Spinning, rolling and jumping, it’s all go-go-go with the LEGO NINJAGO Spinjitzu spinners from LEGO GmbH (Hall 12.2 / P-01). The LEGO minifigure capsules are attached to the spinners. Cool moves result when these are set in motion by pulling on the rip cord.
The WowWee Fingerlings, distributed in Germany by Jazwares (Hall 6 / C-41), created a big stir last year. New this year is the “Baby Unicorn”. This little pet, who likes to cling to your finger and other objects of the same shape, responds to his new owner with very special unicorn noises. Innovative technology allows the Baby Unicorn to respond to his environment through noise, movement and touch. A noise sensor allows direct communication.
Hatchimals, a worldwide success for Canadian company Spin Master (Hall 12.0 / D-10), are gaining a creative dimension. The new “Hatchimals Theme Kit” from Bunchems allows children aged four and older to build their own Hatchimal from little colourful Velcro balls. Just like the original, the Bunchems Hatchimal is also enclosed in an egg.
The Happy Series from Dickie Toys (SIMBA DICKIE GROUP; Hall 4 / C-04; 6 / B-02, C-03; 6 / B-01; 7A / B-119) will incorporate a new true-to-life toy vehicle in March 2018. The “Happy Farm Trailer” developed with Fendt, a manufacturer of agricultural machinery, boasts numerous light and sound effects as well as a removable and manually movable front shovel.
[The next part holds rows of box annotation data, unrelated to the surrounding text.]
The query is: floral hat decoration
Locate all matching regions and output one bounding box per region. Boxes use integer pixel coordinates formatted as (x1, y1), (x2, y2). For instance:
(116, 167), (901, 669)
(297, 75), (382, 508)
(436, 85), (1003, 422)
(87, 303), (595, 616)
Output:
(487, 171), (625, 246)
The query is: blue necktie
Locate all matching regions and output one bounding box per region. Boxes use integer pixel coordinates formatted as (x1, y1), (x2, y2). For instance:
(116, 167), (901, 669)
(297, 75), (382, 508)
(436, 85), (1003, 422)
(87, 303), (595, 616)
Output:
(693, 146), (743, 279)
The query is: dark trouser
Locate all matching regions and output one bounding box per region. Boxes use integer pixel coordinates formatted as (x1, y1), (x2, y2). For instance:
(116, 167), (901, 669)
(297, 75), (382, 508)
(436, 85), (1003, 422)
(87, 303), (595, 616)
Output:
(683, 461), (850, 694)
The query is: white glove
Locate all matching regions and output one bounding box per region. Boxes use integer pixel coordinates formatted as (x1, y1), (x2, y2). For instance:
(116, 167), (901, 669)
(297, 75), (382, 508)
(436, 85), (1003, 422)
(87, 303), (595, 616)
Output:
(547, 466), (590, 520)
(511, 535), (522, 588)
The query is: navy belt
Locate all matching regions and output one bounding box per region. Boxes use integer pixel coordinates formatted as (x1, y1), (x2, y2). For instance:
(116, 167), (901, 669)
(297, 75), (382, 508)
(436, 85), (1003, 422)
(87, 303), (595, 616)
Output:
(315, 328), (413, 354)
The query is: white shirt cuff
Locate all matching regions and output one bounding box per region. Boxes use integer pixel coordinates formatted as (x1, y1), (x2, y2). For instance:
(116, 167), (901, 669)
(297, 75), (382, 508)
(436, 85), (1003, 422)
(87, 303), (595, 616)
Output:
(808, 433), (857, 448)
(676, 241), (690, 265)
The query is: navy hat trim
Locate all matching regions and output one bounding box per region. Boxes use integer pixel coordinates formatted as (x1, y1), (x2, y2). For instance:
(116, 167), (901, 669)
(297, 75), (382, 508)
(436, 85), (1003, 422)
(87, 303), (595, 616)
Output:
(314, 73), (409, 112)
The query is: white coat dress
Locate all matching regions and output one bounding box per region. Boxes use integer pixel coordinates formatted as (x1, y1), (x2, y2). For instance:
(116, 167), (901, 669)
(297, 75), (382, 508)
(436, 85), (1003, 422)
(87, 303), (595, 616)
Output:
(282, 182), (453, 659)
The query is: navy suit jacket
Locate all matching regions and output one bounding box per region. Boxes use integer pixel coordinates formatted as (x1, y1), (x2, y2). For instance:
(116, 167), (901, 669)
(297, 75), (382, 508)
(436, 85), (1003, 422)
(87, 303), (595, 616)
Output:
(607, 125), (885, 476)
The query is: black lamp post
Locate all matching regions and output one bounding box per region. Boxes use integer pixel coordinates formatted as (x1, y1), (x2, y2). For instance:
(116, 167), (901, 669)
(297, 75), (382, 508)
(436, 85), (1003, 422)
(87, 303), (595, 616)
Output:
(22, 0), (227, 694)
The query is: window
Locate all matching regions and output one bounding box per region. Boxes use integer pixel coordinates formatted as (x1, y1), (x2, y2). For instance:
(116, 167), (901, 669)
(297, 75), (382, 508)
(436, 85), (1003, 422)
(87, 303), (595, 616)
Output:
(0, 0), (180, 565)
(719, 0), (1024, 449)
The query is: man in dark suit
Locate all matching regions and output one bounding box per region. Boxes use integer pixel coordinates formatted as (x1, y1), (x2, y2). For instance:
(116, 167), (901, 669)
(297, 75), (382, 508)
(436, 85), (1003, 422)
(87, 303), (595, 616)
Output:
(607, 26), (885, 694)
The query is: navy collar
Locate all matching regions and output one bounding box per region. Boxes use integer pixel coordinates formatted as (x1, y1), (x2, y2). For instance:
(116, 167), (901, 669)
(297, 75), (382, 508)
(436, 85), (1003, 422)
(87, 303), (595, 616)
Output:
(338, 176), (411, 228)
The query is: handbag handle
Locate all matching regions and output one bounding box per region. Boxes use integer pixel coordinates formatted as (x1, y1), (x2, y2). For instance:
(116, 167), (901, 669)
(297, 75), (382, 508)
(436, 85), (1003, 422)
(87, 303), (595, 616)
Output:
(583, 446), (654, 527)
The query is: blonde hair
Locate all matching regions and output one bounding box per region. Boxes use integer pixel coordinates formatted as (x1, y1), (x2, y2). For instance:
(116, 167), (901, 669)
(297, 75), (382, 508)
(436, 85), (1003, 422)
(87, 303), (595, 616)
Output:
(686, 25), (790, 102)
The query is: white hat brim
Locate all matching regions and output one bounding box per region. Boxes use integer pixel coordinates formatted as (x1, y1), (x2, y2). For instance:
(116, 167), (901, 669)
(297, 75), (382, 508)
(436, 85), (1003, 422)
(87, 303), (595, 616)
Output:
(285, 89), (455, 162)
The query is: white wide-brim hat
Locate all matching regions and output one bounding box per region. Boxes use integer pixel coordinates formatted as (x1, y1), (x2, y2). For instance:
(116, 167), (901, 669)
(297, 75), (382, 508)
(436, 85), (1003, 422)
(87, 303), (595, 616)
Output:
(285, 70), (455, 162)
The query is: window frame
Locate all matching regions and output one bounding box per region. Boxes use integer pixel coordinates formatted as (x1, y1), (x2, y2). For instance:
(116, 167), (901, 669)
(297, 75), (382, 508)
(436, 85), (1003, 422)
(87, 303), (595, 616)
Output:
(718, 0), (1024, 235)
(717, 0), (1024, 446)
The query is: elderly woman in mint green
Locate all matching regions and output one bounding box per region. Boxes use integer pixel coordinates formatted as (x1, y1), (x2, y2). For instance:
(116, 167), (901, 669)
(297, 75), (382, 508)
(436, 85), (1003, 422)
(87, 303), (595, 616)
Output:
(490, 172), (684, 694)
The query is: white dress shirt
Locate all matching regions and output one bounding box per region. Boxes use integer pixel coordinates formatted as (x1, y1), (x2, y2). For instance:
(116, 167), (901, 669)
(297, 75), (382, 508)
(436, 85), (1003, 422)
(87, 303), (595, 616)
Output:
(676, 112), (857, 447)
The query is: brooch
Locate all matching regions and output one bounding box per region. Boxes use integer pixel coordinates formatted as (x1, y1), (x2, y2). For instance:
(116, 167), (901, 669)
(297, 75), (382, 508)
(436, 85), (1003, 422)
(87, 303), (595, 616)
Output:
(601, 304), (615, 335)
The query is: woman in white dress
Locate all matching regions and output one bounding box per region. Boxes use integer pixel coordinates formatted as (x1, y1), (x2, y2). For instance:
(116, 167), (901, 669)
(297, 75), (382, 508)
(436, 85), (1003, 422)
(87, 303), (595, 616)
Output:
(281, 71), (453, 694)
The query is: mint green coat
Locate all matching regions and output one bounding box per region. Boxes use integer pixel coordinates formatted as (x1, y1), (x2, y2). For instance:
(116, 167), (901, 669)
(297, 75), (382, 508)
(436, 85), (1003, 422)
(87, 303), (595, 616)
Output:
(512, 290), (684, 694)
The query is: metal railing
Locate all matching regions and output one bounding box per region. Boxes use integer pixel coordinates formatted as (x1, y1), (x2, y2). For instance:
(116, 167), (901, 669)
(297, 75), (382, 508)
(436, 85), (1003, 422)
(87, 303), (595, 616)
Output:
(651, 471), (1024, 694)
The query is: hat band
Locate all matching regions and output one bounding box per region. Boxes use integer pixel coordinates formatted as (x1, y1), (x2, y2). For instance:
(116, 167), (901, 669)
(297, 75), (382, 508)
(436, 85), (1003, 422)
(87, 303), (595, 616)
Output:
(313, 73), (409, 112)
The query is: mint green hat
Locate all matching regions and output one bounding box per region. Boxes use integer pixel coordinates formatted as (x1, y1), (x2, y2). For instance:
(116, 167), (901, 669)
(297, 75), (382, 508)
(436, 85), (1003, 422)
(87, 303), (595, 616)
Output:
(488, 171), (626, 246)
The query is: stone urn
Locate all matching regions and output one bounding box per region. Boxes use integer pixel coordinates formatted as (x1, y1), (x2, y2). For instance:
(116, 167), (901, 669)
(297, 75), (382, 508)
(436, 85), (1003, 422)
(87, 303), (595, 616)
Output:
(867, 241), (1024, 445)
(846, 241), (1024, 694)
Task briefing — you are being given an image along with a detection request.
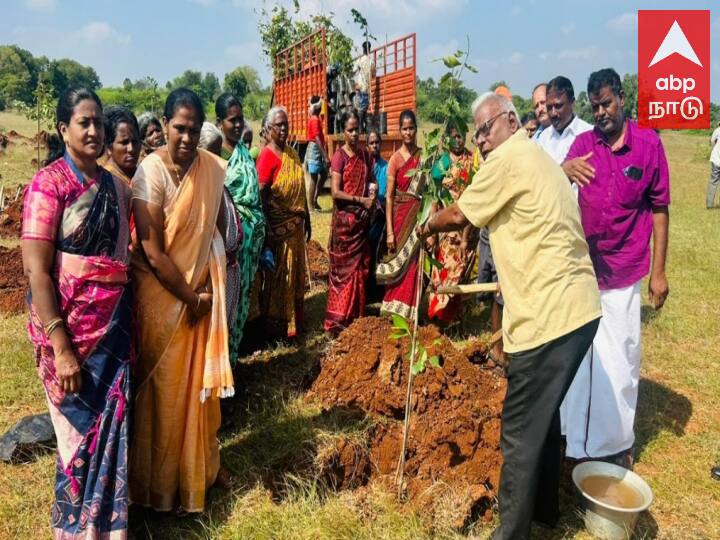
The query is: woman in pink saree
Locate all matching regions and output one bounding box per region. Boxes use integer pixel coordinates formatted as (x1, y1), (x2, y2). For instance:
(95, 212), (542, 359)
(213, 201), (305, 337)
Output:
(22, 88), (133, 540)
(376, 111), (424, 320)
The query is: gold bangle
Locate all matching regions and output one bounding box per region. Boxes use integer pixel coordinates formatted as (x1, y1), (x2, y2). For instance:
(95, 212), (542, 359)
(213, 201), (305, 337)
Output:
(43, 317), (63, 337)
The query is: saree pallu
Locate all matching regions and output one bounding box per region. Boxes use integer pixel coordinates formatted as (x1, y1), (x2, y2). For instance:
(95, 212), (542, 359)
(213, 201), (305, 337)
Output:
(23, 158), (134, 540)
(262, 146), (307, 339)
(376, 153), (424, 320)
(225, 144), (265, 362)
(130, 150), (234, 512)
(428, 151), (474, 323)
(323, 148), (371, 333)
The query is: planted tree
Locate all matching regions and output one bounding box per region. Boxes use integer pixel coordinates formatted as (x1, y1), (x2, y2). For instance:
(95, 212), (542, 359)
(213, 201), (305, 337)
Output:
(392, 38), (477, 498)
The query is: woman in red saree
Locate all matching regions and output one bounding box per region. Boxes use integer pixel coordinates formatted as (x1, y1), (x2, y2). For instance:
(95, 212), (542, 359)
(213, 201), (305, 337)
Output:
(376, 111), (424, 319)
(324, 112), (377, 334)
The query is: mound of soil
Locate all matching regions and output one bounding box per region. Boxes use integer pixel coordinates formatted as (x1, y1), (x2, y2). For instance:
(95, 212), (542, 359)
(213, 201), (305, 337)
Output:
(309, 317), (506, 527)
(0, 246), (28, 313)
(308, 240), (330, 280)
(0, 195), (23, 237)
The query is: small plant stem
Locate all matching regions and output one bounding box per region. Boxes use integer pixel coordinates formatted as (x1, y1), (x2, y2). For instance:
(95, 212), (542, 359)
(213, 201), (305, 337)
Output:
(395, 244), (425, 501)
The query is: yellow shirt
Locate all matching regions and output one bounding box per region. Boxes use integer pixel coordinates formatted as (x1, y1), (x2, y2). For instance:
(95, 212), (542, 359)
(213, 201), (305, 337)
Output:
(458, 129), (601, 353)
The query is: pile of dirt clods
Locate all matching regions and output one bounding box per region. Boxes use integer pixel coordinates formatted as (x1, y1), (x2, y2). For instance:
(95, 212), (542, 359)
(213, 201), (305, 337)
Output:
(307, 240), (330, 282)
(309, 317), (506, 528)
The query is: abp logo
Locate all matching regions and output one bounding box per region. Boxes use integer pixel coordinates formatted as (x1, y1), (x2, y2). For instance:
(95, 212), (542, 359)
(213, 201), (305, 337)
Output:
(638, 10), (710, 129)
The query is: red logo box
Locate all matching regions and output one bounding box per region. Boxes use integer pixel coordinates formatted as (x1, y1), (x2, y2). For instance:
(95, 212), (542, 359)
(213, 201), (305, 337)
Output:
(638, 10), (710, 129)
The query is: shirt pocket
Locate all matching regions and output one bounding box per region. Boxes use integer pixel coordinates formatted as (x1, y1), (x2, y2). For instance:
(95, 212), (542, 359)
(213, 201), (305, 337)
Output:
(615, 167), (649, 208)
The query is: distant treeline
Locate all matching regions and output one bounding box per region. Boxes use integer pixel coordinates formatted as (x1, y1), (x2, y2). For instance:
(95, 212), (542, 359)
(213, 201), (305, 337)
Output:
(0, 45), (271, 119)
(0, 45), (720, 126)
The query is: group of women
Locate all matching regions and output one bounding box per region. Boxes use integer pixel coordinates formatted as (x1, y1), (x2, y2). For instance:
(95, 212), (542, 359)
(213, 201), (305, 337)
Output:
(22, 82), (478, 538)
(22, 88), (311, 538)
(325, 111), (474, 333)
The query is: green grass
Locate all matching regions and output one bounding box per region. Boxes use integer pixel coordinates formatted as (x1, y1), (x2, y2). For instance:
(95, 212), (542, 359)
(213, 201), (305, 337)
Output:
(0, 115), (720, 540)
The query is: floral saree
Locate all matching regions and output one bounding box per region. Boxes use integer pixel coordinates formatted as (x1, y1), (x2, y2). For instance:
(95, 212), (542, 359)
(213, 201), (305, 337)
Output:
(22, 155), (134, 540)
(376, 149), (424, 320)
(258, 146), (307, 338)
(428, 150), (474, 323)
(324, 148), (372, 333)
(130, 150), (234, 512)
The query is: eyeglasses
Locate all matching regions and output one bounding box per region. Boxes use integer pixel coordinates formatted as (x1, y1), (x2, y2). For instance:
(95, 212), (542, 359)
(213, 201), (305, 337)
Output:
(473, 111), (510, 140)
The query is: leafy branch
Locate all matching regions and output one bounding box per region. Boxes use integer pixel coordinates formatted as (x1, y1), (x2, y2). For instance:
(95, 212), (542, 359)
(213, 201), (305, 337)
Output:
(408, 36), (477, 276)
(390, 315), (440, 375)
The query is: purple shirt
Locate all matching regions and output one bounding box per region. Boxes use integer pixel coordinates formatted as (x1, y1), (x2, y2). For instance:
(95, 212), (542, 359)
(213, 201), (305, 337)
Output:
(566, 120), (670, 290)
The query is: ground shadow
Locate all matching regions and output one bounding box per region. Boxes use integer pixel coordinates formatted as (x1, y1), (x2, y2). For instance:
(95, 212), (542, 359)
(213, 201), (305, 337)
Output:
(130, 407), (371, 539)
(635, 378), (692, 459)
(640, 304), (662, 324)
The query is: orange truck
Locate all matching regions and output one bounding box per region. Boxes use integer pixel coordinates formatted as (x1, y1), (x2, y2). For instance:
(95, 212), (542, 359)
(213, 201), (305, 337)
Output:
(273, 29), (417, 158)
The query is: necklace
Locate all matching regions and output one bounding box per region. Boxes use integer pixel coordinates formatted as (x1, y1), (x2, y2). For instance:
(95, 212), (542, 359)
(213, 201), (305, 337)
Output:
(167, 148), (181, 186)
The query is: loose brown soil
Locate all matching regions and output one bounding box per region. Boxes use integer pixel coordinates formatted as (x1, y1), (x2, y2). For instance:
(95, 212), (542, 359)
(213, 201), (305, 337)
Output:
(0, 194), (23, 237)
(308, 240), (330, 280)
(0, 246), (28, 313)
(309, 317), (506, 527)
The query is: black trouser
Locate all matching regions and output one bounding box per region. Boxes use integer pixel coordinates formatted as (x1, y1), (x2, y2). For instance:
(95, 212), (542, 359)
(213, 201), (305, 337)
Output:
(493, 319), (600, 540)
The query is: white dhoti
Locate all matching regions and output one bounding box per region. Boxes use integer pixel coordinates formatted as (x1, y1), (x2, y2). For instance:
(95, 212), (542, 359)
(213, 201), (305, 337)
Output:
(560, 281), (640, 459)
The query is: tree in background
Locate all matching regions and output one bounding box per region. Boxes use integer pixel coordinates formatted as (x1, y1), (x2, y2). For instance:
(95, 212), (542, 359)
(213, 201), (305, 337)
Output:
(258, 0), (360, 76)
(0, 46), (32, 108)
(417, 74), (477, 124)
(47, 58), (102, 95)
(223, 67), (250, 101)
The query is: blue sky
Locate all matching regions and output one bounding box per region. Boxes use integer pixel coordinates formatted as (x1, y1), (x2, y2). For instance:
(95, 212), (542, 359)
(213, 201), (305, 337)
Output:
(0, 0), (720, 102)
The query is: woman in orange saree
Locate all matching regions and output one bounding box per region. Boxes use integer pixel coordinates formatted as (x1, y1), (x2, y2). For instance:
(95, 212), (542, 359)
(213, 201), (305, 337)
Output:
(130, 89), (234, 512)
(428, 126), (475, 324)
(257, 107), (311, 339)
(376, 111), (424, 320)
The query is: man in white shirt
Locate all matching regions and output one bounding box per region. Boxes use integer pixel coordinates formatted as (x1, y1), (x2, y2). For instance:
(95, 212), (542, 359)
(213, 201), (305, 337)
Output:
(707, 122), (720, 208)
(353, 41), (375, 133)
(537, 75), (592, 165)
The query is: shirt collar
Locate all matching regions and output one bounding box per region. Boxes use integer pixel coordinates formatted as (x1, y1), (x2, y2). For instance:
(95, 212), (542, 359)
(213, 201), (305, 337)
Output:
(552, 113), (578, 138)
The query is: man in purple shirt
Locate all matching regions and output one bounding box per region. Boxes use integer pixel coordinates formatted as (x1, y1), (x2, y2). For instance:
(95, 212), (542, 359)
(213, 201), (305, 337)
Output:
(562, 69), (670, 468)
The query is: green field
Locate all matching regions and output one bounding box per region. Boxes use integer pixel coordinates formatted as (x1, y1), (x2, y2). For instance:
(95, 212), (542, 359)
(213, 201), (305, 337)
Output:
(0, 113), (720, 539)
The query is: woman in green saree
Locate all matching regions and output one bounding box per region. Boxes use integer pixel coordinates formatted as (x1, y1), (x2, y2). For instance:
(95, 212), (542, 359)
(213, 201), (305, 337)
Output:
(215, 93), (265, 362)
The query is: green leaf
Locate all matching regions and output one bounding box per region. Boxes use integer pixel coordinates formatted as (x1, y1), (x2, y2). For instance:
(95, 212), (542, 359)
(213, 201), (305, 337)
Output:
(392, 314), (410, 334)
(425, 253), (443, 270)
(410, 362), (425, 375)
(443, 56), (461, 69)
(418, 343), (427, 369)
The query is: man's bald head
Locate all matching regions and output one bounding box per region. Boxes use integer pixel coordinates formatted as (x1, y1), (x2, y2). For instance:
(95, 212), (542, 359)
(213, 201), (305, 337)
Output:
(472, 92), (520, 158)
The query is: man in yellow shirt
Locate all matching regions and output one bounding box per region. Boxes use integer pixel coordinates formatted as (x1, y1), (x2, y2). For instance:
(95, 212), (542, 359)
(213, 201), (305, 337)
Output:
(419, 92), (601, 540)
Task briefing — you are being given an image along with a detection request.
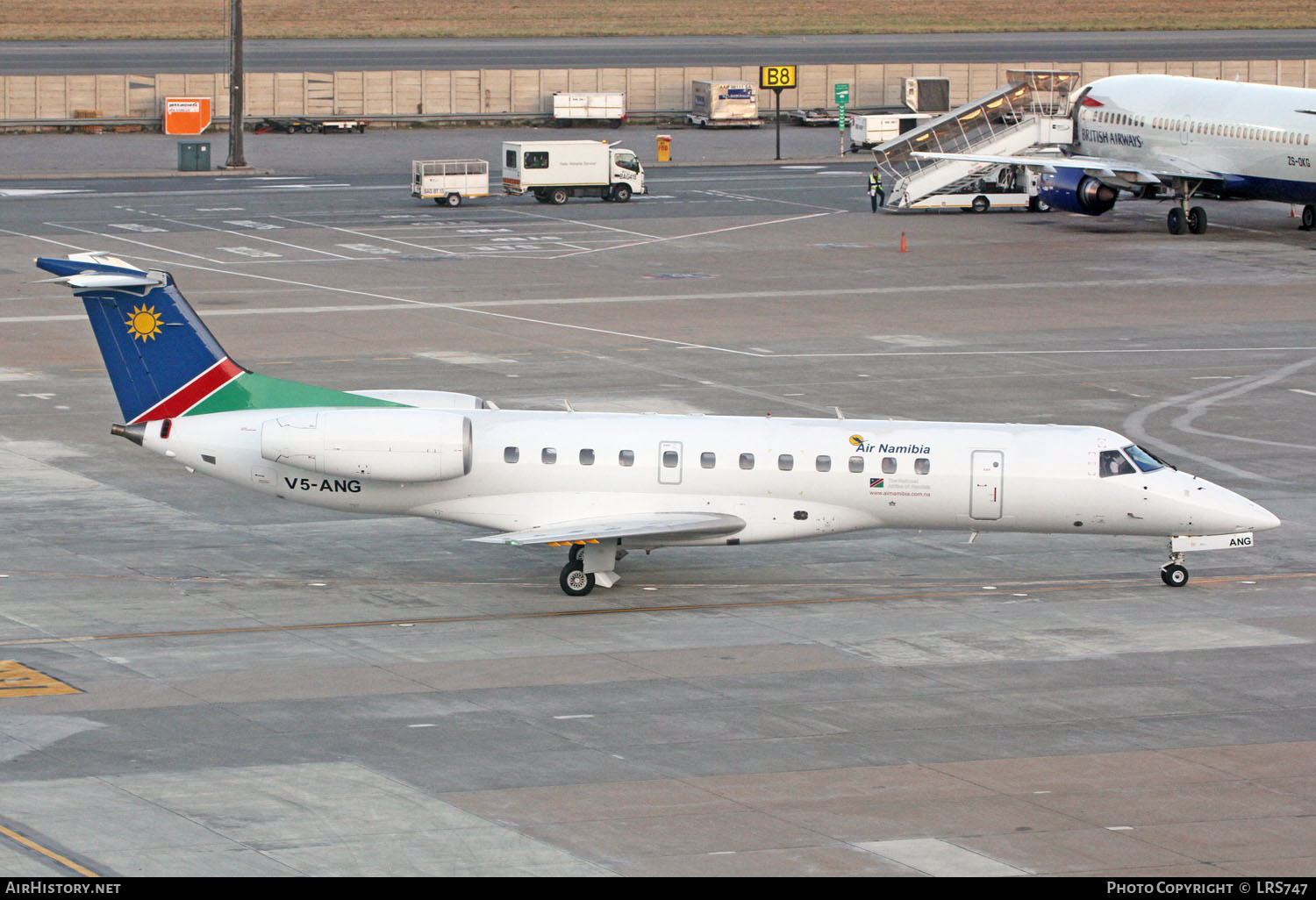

The tractor, including trailer, comes in at 65 centimetres in length.
To mark the 100th anniversary of John Deere joining the tractor business, BRUDER (Hall 4 / C-04; 6 / B-02) is bringing out an impressive John Deere 9620 RX tractor with track system. It features innovative articulated steering and an all-terrain track system newly developed by BRUDER for its tractors. Both details increase the fun factor and represent a USP among tractors. The tracks keep the tractor stable, ensuring it stays firmly on the ground even in very uneven terrain.